There are rules and exceptions and they all get turned around in her head which is why she tells all the girls that instinct is best even when Giles poo-poos that advice. It's the way she's made it this far; instinct and heart and friends. She makes sure they know that's important too. Slayers need a reason to keep fighting. Slayers need friends.
And she's back full circle to the reason she's out here instead of in there. She killed Willow. Her best friend in the whole world.
And whether she likes it or not in the same situation, she'd have to do it again.
Maybe that's curse of the slayer, If you love it, if you want it, if it's not absolutely essential to your being then you have to kill it. You have to watch the light die and feel the body go limp. You have to have the blood of all the things you love on your hands.

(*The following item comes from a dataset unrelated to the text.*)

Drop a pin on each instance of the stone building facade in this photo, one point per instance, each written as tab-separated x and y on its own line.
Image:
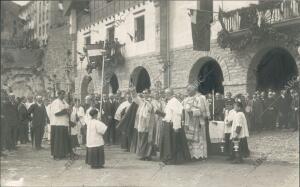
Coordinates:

Sugar and spice and the blood of everything nice. That's what slayers are made of.
3rd person action:
Buffy walks along the roof of the mall, the heels of her boots click-click-clicking. She's got a crossbow in one hand and a bottle of water in the other. She sits down on a lawn chair that's there for just this purpose and looks out over the parking lot. It only takes her a moment to nock an arrow in, aim and let it fly. The arrow flies true going straight through the head of a zombie. The zombie crumples and Buffy lowers her crossbow with a sigh.
“Figures. I finally get the shoe wardrobe I've always wanted and the only people that get to see them are undead. Previously dead. Reanimated? Is there a PC term for what zombies are? Aaaaand now I'm worried about PC-ness in a post-apocalyptic world. No one can say my priorities aren't right on track.”